しんちゃんの老いじたく日記

昭和30年生まれ。愛媛県伊予郡松前町出身の元地方公務員です。

失われた本来の日本人らしさ

『無私の日本人』(磯田道史著:文春新書)を読了しました。

深く感銘し、また、心が洗われた本でした。

 

本書は、「穀田屋十三郎」、「中根東里」及び「大田垣蓮月」という

江戸時代の三人の生きざま、

そして、その三人が持つ「無私の精神」を丁寧に描いていますが、

著者は執筆の動機を「あとがき」で次のように述べられていました。

 

『いま東アジアを席巻しているものは、自他を峻別し、

 他人と競争する社会経済のあり方である。

 大陸や半島の人々には、元来、これがあっていたのかもしれない。

 競争の厳しさとひきかえに

 「経済成長」をやりたい人々の生き方を否定するつもりはない。

 しかし、わたしには、どこかしら、それに入ってはいけない思いがある。

 「そこに、ほんとうに、人の幸せがあるのですか」という、

 立ち止まりが心のなかにあって、どうしても入っていけない。

 この国には、それとはもっとちがった深い哲学がある。

 しかも、無名のふつうの江戸人に、その哲学が宿っていた。

 それがこの国に数々の奇跡をおこした。
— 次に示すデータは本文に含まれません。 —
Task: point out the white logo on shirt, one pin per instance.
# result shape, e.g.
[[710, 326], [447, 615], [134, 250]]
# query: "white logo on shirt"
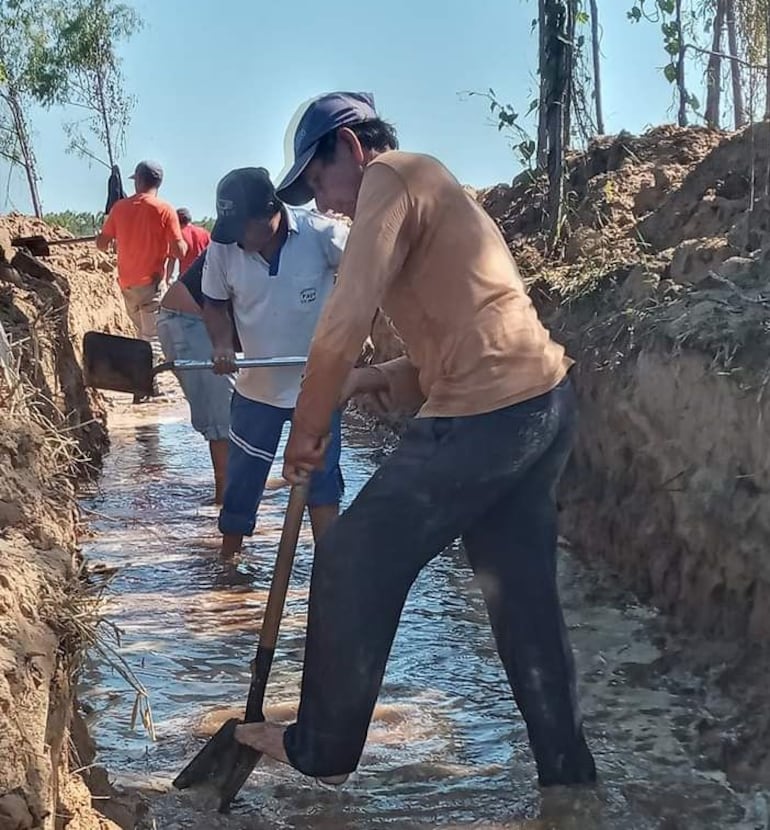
[[307, 295]]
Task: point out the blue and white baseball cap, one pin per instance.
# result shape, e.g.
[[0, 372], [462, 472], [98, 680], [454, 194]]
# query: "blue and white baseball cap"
[[313, 120]]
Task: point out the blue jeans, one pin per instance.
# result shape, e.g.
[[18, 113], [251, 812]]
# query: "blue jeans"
[[184, 337], [255, 431], [491, 480]]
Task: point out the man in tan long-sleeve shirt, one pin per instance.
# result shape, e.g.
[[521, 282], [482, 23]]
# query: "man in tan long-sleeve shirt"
[[481, 460]]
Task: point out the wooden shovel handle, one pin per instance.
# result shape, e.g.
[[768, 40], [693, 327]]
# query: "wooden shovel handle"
[[271, 623], [292, 524]]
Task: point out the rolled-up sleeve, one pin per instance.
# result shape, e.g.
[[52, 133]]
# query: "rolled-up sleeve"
[[214, 280], [404, 392], [376, 249]]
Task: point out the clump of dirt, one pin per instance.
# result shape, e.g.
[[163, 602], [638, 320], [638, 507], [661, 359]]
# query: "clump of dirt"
[[52, 431]]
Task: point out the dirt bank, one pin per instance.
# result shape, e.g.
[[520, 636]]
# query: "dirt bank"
[[659, 289], [52, 431]]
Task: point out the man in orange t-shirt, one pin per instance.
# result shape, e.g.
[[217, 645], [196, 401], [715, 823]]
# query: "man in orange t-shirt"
[[147, 232]]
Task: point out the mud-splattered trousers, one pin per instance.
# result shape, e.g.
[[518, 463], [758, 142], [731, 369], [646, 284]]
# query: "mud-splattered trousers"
[[489, 479]]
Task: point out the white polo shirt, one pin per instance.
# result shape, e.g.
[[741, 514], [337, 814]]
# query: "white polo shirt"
[[276, 305]]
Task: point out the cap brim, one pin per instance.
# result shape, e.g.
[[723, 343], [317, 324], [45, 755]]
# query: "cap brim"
[[228, 230], [292, 188]]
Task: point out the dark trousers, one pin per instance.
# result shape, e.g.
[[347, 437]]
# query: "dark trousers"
[[489, 479]]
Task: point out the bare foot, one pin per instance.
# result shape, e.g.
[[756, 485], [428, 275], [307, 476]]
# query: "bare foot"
[[231, 544], [268, 739]]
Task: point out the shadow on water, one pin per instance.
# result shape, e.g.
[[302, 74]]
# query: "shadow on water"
[[447, 747]]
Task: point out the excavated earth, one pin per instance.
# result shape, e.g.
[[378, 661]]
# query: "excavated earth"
[[52, 434], [657, 285]]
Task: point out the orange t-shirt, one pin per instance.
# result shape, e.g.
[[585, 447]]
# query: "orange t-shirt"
[[143, 226], [197, 240]]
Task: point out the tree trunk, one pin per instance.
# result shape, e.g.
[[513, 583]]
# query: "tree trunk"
[[767, 62], [568, 61], [556, 80], [735, 68], [542, 112], [680, 80], [25, 148], [714, 71], [597, 67]]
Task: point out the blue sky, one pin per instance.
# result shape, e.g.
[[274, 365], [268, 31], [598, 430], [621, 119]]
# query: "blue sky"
[[216, 84]]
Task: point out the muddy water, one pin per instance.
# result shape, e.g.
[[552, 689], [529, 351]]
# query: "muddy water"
[[447, 747]]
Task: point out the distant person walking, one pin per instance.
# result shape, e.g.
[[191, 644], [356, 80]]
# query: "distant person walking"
[[183, 336], [146, 232], [197, 239]]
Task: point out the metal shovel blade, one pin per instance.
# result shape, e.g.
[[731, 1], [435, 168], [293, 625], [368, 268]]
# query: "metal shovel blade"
[[223, 765], [124, 364], [40, 246], [120, 364]]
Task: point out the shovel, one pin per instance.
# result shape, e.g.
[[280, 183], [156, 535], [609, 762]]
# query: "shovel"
[[40, 246], [124, 364], [223, 763]]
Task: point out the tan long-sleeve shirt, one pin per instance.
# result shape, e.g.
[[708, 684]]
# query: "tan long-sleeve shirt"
[[426, 253]]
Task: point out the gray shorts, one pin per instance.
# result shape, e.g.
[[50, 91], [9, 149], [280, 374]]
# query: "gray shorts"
[[184, 337]]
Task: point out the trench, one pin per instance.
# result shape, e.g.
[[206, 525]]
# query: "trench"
[[447, 747]]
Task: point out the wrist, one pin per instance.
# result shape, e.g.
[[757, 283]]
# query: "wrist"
[[371, 379]]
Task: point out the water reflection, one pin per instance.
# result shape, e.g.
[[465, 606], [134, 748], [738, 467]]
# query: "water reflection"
[[446, 748]]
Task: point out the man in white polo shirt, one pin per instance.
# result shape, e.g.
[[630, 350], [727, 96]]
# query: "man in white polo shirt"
[[276, 265]]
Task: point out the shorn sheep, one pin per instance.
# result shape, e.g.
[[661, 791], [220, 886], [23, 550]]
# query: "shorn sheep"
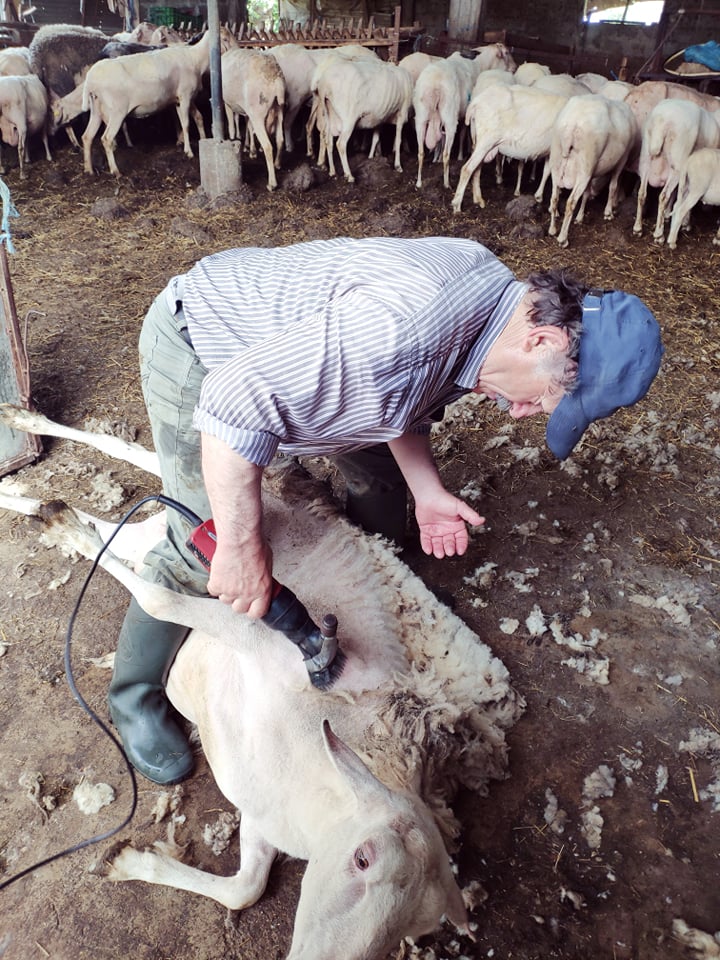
[[254, 87], [674, 130], [140, 85], [592, 140], [358, 780], [699, 183]]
わたしはそのことを誇りに思っている。

 この国にとってこわいのは、隣より貧しくなることではない。

 ほんとうにこわいのは、本来、日本人がもっているこのきちんとした確信が

 失われることである。ここは自分の心に正直に書きたいものを書こうと思い、

 わたしは筆を走らせた。』

 

なるほど、深い哲学ですか……。

私は、この三人のなかでも、大田垣蓮月の生きざまに強く心を打たれました。

それは「自他平等の修行」という、次のような「哲学」です。

『 ~(略)~ ところが、そのうち、そもそも自分というものに、こだわるから、

 そんな小さなことに悩み苦しむのではないか、と考えはじめた。

 自分などは、とるに足らない小さなものだ。

 自分の名誉を護るなどという心を一切ふり捨てて生きれば、

 つまらないことで苦しまなくてもすむのではないか。

 そもそも、自分の心身は人にいわれて腹を立てるほど、きれいなものでもない。

 むしろ、穢れている。もし、世の中が清らかであったなら、

 とても暮らしていけないであろう。つまるところ、自分にとって必要なのは、

 ーー自他平等の修行 なのではないか。心に自分と他人の差別をなくする修行を

 生涯つづけることではないか、と思い定めた。』

 

数学者で作家の藤原正彦さんが本書の「解説」で述べられているように、

「日本人の誇るべき、そして近年忘れられてきた美徳」というものを、

改めて考えさせてくれる、貴重な「名著」だと思います。